Po raz kolejny w Klubie Kasztan geograf Piotr Burczy z jaworznickiego muzeum przybliżał historię naszego miasta. Opowiadał o Górze Grodzisko położonej pomiędzy Jeziorkami a Borami. Jest to najwyższe wzniesienie Pagórów Jaworznickich mierzące 345 metrów nad poziomem morza.
Jak głoszą legendy miały tam być kościół, cmentarz pogański, umocnienia z czasów szwedzkiego potopu, a może nawet strażnica wczesnopiastowska.
Góra Grodzisko już z samej nazwy kojarzy się z grodem lub też z zamkiem.
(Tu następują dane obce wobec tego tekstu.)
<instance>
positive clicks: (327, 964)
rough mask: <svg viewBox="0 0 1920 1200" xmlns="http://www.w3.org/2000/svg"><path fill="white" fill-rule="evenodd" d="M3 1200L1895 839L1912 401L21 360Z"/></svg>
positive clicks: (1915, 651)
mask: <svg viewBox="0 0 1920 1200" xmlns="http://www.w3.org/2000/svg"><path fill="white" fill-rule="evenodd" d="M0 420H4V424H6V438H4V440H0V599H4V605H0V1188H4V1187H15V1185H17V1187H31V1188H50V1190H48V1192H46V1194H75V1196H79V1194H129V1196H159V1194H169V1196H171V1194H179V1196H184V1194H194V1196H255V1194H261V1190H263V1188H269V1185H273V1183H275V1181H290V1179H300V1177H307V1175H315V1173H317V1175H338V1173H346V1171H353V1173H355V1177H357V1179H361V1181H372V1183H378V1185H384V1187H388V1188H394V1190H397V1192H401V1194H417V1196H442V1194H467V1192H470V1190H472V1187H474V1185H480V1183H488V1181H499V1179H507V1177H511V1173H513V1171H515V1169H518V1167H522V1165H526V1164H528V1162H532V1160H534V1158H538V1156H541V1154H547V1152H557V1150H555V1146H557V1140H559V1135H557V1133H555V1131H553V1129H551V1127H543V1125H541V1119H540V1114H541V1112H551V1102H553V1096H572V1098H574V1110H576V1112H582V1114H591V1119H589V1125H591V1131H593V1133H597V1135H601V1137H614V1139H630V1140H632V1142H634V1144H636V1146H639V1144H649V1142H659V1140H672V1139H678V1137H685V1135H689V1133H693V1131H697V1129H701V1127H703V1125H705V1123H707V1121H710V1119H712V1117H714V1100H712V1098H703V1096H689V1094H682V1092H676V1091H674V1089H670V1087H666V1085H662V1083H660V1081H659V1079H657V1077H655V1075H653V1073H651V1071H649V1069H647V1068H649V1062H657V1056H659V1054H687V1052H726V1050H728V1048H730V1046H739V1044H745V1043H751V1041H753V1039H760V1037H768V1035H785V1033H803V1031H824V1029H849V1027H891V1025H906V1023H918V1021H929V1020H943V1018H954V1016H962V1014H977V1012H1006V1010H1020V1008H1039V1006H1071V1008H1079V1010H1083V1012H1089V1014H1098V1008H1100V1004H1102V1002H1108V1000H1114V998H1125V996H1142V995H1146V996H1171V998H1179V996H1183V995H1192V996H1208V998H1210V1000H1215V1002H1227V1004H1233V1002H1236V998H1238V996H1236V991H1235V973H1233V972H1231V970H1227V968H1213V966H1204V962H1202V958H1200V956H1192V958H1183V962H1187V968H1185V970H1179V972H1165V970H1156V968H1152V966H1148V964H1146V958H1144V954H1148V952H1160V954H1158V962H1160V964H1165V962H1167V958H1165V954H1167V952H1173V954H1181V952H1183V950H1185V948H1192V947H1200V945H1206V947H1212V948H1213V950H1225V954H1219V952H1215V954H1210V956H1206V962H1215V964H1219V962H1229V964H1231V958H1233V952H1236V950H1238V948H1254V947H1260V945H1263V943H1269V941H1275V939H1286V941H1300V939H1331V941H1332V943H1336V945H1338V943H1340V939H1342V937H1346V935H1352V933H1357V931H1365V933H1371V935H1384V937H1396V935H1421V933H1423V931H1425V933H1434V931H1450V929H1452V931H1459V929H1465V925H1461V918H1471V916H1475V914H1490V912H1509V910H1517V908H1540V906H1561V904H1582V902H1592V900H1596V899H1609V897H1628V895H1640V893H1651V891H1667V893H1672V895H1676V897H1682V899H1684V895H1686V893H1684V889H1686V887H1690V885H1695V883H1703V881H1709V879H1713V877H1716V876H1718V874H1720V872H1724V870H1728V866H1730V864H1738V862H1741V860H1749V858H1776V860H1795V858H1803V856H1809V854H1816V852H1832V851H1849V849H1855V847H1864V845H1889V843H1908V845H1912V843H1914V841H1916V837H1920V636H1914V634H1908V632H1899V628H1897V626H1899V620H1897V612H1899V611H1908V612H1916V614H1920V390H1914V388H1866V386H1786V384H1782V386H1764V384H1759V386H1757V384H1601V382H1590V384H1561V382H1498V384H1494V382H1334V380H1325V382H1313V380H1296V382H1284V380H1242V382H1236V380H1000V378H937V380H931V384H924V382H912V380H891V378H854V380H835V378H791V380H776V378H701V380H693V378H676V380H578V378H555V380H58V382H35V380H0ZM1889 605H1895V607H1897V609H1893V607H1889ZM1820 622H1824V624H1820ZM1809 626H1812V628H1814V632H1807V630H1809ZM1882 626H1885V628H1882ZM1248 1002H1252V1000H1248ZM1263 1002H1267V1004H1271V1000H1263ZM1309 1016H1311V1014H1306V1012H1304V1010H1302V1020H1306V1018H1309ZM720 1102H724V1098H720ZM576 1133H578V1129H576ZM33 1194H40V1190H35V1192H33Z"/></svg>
Czy rzeczywiście tam istniał i co po nim pozostało?
Pierwszy opis tego miejsca pochodzi z końca XVIII wieku. W swej książce Tymoteusz Hipolit Symforian Kownacki wspomina usypany z kamienia wał – „gruzy opasuiącego Zamek niegdyś muru, któren ulęgnąć musiał”. Jeśli zamek to musiał tu bywać możnowładca, może nawet sam król?
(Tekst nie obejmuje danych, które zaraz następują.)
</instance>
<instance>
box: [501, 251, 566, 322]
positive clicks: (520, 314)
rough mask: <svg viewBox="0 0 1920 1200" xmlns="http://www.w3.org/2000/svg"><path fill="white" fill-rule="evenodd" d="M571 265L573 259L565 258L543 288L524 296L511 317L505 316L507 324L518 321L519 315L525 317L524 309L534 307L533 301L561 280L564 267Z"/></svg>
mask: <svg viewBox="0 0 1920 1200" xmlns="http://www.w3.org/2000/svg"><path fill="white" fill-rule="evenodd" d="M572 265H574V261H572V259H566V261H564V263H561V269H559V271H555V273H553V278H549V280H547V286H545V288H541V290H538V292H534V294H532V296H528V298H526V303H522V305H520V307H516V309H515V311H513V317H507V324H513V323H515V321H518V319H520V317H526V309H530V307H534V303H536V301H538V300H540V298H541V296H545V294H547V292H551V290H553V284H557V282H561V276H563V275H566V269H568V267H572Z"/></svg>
W 1907 roku naukowcy z Krakowa dokonali dokładniejszego opisu Grodziska. Z początkiem lat trzydziestych XX wieku w katalogu grodzisk małopolskich pisze się o dwóch zlokalizowanych na Grodzisku koncentrycznych wałach otaczających majdan. W latach sześćdziesiątych ubiegłego wieku prowadzone były tam prace archeologiczne.
Odnalezione w 1967 roku cztery ułamki ceramiki datuje się na okres kultury łużyckiej, trwającej od 1300 roku p.n.e do 400 roku p.n.e. Być może Grodzisko skrywa jeszcze niejedną tajemnicę.